The S5 can also operate as a one-room Sonos system, but as such its movability is limited without the additional purchase of a $99 ZoneBridge. The Sonos system requires that at least one ZonePlayer, or a ZoneBridge, be plugged directly into a network router. If that router is in the back bedroom and you want the S5 in the living room, you’ll need to either run a long Ethernet cable between the router and S5, or bite the bullet and buy that ZoneBridge and plug it into the router. Do the latter and the ZoneBridge then acts as the bridge between your music library (hosted somewhere on your network) or Internet connection and any ZonePlayers in your home.
When you latch on to a Sonos unit, you’re not just getting something that will play music from your iTunes library or a device you can conveniently jack your iPod into. It’s truly a music system. With it you can bring all your music together—whether on your computer’s hard drive, a network drive, or on the Internet—and play it seamlessly as if it were all stored locally. And there’s real value in that.
Sonos’ way of doing things is very similar to Apple’s—ease of use is key. The system is designed so that you can set up and control the units easily. The controllers’ interfaces are made so you can find the music you want to listen to without a lot of effort. It just works. (See my full review of the Sonos system for more details.)
Those who heard Apple's now-defunct iPod Hi-Fi understand that the one-piece music system is a tough nut to crack. It’s nearly impossible to get good stereo separation from such devices, and many of them deliver unbalanced audio. The S5 certainly suffers from the first limitation. All the music is there, but there’s very little space between the left and right channels.
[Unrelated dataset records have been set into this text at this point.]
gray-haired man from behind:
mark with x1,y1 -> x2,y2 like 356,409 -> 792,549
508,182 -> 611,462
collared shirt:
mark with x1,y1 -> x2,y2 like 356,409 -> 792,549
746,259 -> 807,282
It does a better job with the latter, however. There are real highs and lows and plenty of music in between. Part of the low end comes courtesy of a Loudness option that’s on by default. But it’s not a cheat. Switch Loudness off using one of the controllers and the bass doesn’t disappear, you simply get less of the satisfying fullness. Which is a good thing: I found the S5 to be a little too rich on the low end. Fortunately, as with other Sonos ZonePlayers, you can adjust the S5’s treble, bass, and balance to your tastes. The S5 also has plenty of volume—crank it up and you can fill a large room with distortion-free music.
Sonos suggests that you place the S5 within two feet of a wall—an old acoustic trick for bringing out more bass from speakers. The manual also recommends that you place the S5 across the room from where you’d typically listen to it. And that’s good advice—close up the S5 sounds too bassy.
Good as the S5 sounds, Sonos can’t work miracles. The S5 sounds like a single box. As such, it makes a welcome partner in a larger home’s kitchen or den, but won’t replace a set of good quality speakers with a few feet of space between them.
Macworld buying advice
The Sonos ZonePlayer S5 has a lot going for it. For $399—just $50 more than a speaker- and amp-less ZonePlayer 90—you get a good-sounding box that delivers plenty of volume and easy access to all the music you wish to deliver to it. However, the requirement of a direct network connection (or a ZoneBridge) may not be convenient for those who don't already have a Sonos system. And not everyone will care for the S5's single-cabinet sound. For current Sonos system owners, it’s an obvious and welcome add-on. For those just starting out with Sonos, take advantage of Sonos’ 30-day “for any reason” return policy and see if you like what you hear. I’m willing to bet you’ll keep it.